Japanese regulator probes Apple for ‘coercing’ parts makers
Firms allege the iPhone maker demands free technology and knowledge in exchange for doing business
Apple is being investigated for allegedly coercive and bullying behaviour towards companies in its Japanese supply chain.
The Japan Fair Trade Commission (JFTC), equivalent to the UK Competition and Markets Authority, has opened an investigation into whether the tech giant forced 10 Japanese companies to hand over information on their technology, manufacturing processes and other IP free of charge.
At least one firm has said that in conversations with Apple, the industry heavyweight refused to renegotiate the supposedly unlawful terms of its contract, according to Japanese outlet Mainichi.
This contract stipulated that Apple and its affiliates are allowed to use technologies, manufacturing processes and other intellectual property provided by these companies for free. The unnamed suplier disputed the contract was on the ground that these terms violated intellectual property rights. Apple, it's claimed, retaliated by threatening to discontinue all business discussions with the parts maker.
Another company told the JFTC that Apple had previously forced Japanese companies to lower their prices by disclosing the information it had gained through these contractual clauses to other parts manufacturers.

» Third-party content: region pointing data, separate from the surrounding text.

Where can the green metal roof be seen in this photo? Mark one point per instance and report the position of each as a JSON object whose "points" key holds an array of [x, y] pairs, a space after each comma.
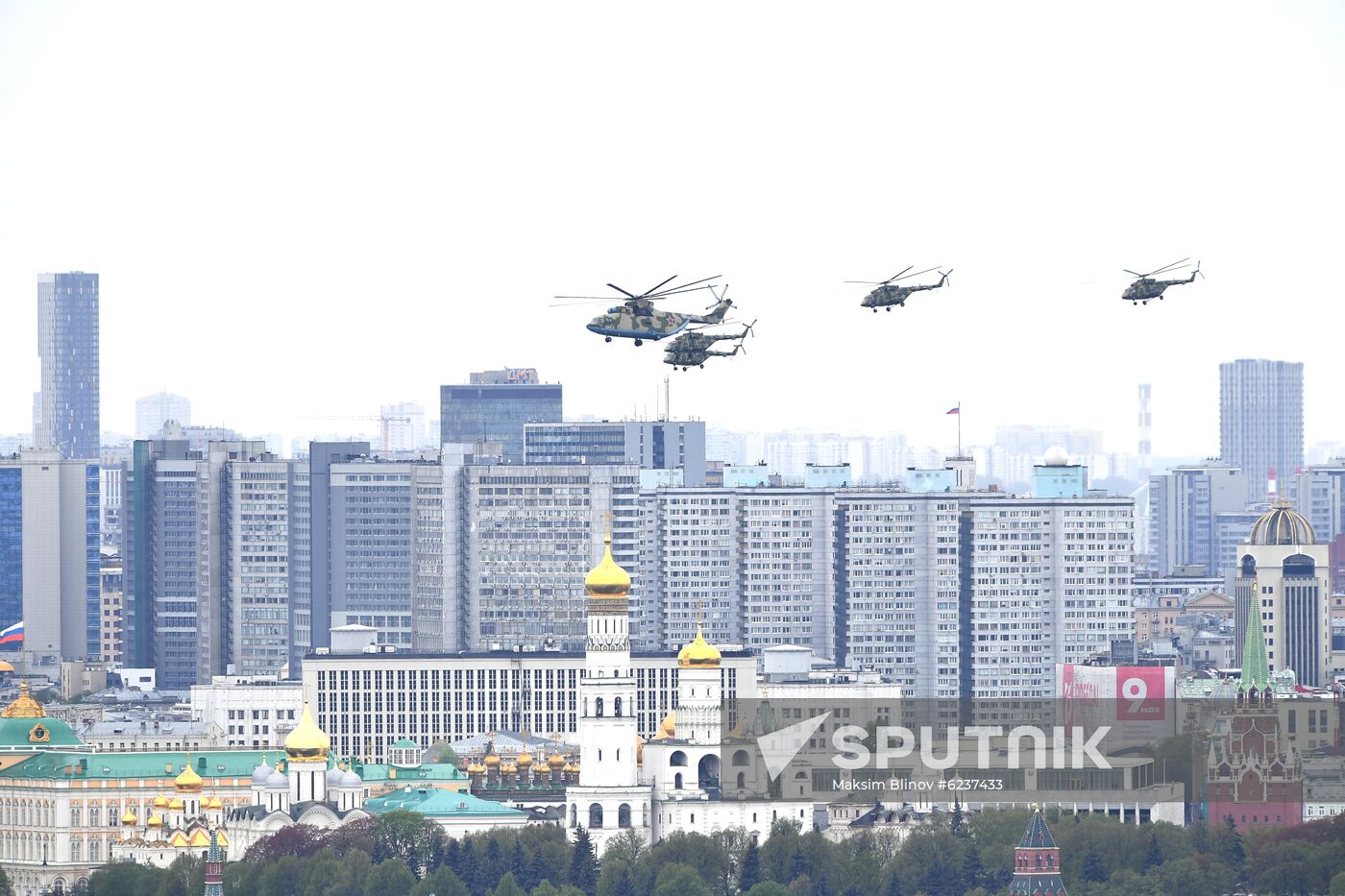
{"points": [[434, 801], [16, 734], [120, 765], [379, 772]]}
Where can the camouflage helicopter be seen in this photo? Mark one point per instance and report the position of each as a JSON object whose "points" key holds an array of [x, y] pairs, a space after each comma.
{"points": [[888, 294], [693, 349], [1143, 289], [638, 319]]}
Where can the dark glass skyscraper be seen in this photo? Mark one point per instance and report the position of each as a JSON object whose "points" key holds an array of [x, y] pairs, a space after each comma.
{"points": [[67, 342], [497, 412], [1260, 420]]}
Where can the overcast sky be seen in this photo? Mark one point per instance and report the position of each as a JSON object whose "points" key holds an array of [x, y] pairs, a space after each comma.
{"points": [[311, 208]]}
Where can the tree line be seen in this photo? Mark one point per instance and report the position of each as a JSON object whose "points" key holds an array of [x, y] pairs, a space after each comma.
{"points": [[405, 855]]}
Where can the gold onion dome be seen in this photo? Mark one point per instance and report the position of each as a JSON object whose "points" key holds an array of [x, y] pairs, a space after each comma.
{"points": [[306, 740], [23, 707], [188, 782], [699, 653], [607, 579]]}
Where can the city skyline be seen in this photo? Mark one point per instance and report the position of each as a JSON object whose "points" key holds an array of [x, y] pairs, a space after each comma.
{"points": [[1039, 229]]}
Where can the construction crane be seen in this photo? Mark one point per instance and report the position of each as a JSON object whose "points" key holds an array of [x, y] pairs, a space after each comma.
{"points": [[383, 422]]}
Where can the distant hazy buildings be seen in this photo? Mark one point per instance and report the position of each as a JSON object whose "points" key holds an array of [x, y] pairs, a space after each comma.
{"points": [[662, 444], [495, 406], [404, 426], [1260, 420], [152, 412], [1184, 507], [67, 342], [49, 556]]}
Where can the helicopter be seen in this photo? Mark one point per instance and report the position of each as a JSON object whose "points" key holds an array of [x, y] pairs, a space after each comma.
{"points": [[1143, 289], [638, 319], [888, 295], [693, 349]]}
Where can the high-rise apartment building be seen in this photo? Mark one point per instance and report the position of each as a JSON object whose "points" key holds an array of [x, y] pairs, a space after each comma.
{"points": [[1184, 507], [67, 342], [495, 406], [1260, 420], [206, 560], [386, 546], [753, 566], [152, 412], [518, 543], [49, 556], [661, 444]]}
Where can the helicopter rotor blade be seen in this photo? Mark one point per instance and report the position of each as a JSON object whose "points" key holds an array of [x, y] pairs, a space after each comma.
{"points": [[649, 292], [918, 272], [681, 287]]}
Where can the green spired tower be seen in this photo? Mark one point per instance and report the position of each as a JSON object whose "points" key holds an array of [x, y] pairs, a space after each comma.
{"points": [[214, 866]]}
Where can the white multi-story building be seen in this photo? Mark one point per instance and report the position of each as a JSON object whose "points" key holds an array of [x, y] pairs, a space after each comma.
{"points": [[369, 701], [249, 712]]}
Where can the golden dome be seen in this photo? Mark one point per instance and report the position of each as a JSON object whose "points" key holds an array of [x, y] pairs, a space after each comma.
{"points": [[607, 579], [306, 740], [1282, 525], [23, 707], [188, 782], [699, 653]]}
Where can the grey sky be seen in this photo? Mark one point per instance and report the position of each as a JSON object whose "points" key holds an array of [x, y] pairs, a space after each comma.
{"points": [[315, 208]]}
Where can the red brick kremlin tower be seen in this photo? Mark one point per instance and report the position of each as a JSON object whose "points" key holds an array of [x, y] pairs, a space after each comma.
{"points": [[1036, 861]]}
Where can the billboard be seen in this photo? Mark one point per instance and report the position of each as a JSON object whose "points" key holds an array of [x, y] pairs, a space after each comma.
{"points": [[1138, 700]]}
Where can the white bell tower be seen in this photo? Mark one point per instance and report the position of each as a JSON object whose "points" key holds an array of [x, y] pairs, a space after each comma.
{"points": [[608, 798]]}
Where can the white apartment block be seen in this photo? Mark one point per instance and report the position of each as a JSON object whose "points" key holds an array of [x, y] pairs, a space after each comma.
{"points": [[1049, 581], [367, 701]]}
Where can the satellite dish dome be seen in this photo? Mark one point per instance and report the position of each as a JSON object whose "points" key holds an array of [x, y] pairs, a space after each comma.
{"points": [[1056, 456]]}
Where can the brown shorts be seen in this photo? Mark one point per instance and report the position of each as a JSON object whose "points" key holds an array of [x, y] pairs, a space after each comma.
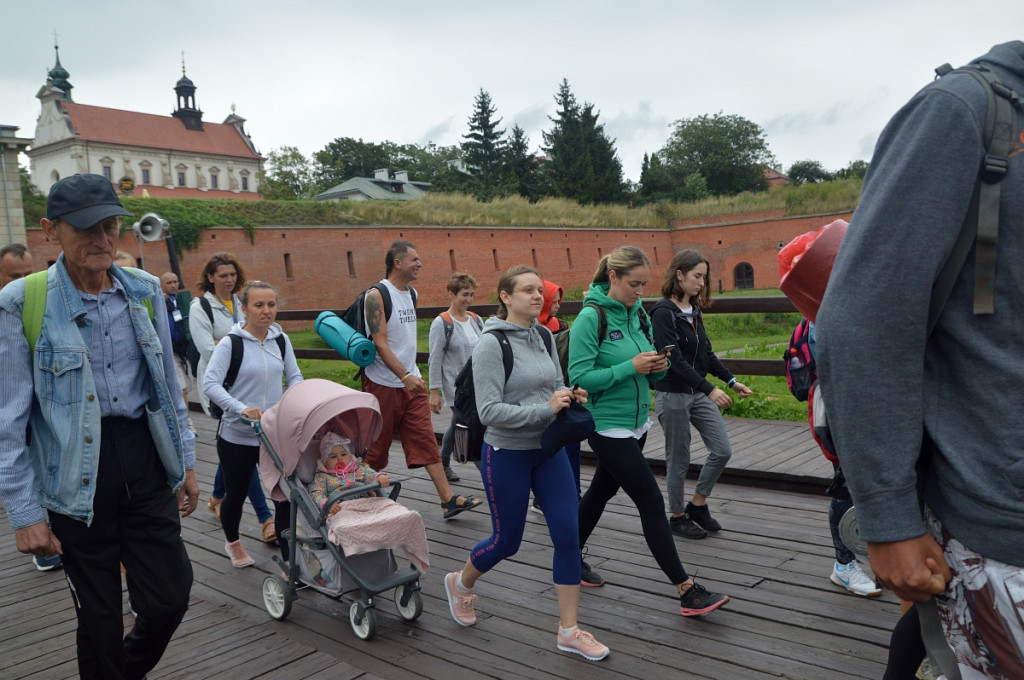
{"points": [[410, 414]]}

The JFTC learned of this behaviour in late 2018 after conducting an industrial survey regarding associations between Japanes companies and other firms, and subsequently interviewed them for further details.
A client of such a size as Apple would be a huge advantage to firms in the region, and other parts of the world, given the value of having such a major company as a client.
The JFTC is considering whether Japanese firms were therefore put in such a position as to accept unfair terms to any agreement based on the idea that any business with Apple would be far more desirable than losing Apple as a client.
IT Pro approached Apple for a response to the allegations, but hadn't received a response at the time of publication.